Well, I've never bought a lottery ticket in my life, I did bend for their effort however, and bought one ticket for a local cause.

The ticket's cost was three dollars. I had only two singles on me and didn't want to challenge the kids to change a larger bill. So, I hollered to my son and had him cough up the additional dollar.

I held the three single dollar bills in front of the kid's noses. They had seen me bum a dollar from my son. I asked them a simple question:

I said, "What if I win, how would I split the $100 prize?"

Right off the tall boy simply said, "You split it in half."

I reiterated the point, holding two dollars in one hand, and just one dollar in the other, and said, "But I put in two dollars and he only put in one dollar."

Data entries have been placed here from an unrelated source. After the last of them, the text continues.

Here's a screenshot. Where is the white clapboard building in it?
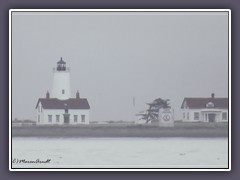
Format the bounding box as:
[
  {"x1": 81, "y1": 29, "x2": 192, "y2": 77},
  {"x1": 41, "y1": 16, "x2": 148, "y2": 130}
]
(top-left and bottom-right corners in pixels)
[
  {"x1": 181, "y1": 93, "x2": 228, "y2": 122},
  {"x1": 36, "y1": 58, "x2": 90, "y2": 125}
]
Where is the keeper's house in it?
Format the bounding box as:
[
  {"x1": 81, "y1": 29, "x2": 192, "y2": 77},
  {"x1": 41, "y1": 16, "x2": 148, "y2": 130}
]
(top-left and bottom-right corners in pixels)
[{"x1": 181, "y1": 93, "x2": 228, "y2": 122}]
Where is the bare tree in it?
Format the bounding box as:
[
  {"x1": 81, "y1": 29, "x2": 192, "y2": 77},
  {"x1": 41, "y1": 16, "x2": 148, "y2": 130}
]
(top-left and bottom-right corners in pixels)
[{"x1": 137, "y1": 98, "x2": 170, "y2": 123}]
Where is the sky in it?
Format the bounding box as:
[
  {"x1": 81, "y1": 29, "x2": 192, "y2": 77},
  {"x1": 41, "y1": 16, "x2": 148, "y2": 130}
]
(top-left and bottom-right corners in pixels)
[{"x1": 11, "y1": 12, "x2": 228, "y2": 121}]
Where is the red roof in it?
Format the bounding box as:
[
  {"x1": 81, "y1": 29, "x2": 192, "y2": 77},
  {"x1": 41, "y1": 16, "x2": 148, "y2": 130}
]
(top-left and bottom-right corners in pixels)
[
  {"x1": 36, "y1": 98, "x2": 90, "y2": 109},
  {"x1": 181, "y1": 98, "x2": 228, "y2": 109}
]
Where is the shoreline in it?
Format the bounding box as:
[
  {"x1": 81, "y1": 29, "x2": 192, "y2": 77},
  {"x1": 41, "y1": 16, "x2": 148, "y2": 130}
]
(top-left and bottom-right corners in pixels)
[{"x1": 12, "y1": 123, "x2": 228, "y2": 138}]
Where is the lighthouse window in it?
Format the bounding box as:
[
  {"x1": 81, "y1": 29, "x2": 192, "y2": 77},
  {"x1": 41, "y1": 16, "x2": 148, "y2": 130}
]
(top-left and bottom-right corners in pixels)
[
  {"x1": 48, "y1": 115, "x2": 52, "y2": 123},
  {"x1": 74, "y1": 115, "x2": 78, "y2": 122},
  {"x1": 81, "y1": 115, "x2": 85, "y2": 122}
]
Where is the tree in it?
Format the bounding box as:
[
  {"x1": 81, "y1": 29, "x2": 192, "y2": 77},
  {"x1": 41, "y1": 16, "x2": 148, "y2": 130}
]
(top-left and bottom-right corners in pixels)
[{"x1": 137, "y1": 98, "x2": 170, "y2": 123}]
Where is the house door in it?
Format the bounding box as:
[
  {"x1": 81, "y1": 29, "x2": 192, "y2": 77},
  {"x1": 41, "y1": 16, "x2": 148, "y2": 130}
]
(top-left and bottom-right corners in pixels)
[{"x1": 208, "y1": 114, "x2": 216, "y2": 122}]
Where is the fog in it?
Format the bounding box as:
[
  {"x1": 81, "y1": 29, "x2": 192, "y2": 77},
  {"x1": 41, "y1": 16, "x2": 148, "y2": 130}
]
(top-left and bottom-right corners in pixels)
[{"x1": 12, "y1": 12, "x2": 228, "y2": 121}]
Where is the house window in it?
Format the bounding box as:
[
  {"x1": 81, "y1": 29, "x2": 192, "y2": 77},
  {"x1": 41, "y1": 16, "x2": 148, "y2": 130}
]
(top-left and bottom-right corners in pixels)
[
  {"x1": 206, "y1": 102, "x2": 214, "y2": 108},
  {"x1": 81, "y1": 115, "x2": 85, "y2": 122},
  {"x1": 56, "y1": 115, "x2": 60, "y2": 122},
  {"x1": 48, "y1": 115, "x2": 52, "y2": 123},
  {"x1": 194, "y1": 112, "x2": 199, "y2": 120},
  {"x1": 73, "y1": 115, "x2": 78, "y2": 122},
  {"x1": 222, "y1": 112, "x2": 227, "y2": 120}
]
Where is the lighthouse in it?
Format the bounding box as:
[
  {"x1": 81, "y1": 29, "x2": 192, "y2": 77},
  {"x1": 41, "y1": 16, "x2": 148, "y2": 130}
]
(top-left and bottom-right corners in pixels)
[
  {"x1": 35, "y1": 58, "x2": 90, "y2": 125},
  {"x1": 52, "y1": 57, "x2": 71, "y2": 100}
]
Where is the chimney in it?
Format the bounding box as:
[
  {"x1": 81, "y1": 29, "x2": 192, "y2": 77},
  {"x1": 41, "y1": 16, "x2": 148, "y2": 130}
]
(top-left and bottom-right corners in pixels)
[
  {"x1": 46, "y1": 91, "x2": 50, "y2": 99},
  {"x1": 76, "y1": 91, "x2": 80, "y2": 99},
  {"x1": 211, "y1": 93, "x2": 215, "y2": 98}
]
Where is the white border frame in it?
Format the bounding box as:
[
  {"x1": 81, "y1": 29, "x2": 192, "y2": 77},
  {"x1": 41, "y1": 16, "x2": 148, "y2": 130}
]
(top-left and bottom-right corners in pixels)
[{"x1": 9, "y1": 9, "x2": 232, "y2": 171}]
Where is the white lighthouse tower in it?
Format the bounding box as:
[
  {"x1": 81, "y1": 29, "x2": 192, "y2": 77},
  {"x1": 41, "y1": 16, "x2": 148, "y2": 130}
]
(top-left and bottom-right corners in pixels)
[{"x1": 52, "y1": 58, "x2": 71, "y2": 100}]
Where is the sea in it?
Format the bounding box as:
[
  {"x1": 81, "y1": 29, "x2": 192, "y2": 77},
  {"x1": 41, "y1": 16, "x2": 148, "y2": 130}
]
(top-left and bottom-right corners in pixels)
[{"x1": 11, "y1": 137, "x2": 229, "y2": 169}]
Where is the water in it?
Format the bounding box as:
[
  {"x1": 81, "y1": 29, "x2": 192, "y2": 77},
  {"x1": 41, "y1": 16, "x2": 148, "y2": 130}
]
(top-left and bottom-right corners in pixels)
[{"x1": 12, "y1": 138, "x2": 228, "y2": 168}]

Then the girl piped up and said, "You keep $75 and he gets $25."

I said, "Hey you guys, that is not fair to him he would only get one forth and me three forth."

Still holding the three dollars in front of them I said, "Shouldn't he get one-third and I keep two-thirds?"

"Yes," said the younger of the three, "he gets ten dollars and you get ninety."

"Yo, listen!" I said. "One third of a hundred is $33. So, how much should I get if I win?"

Duh . . . none of the three had a clue.

Could it be that I intimidated those freckle-faced kids with my dapper hat?

Hat or no hat, WHAT DO THEY TEACH THE KIDS NOWADAYS?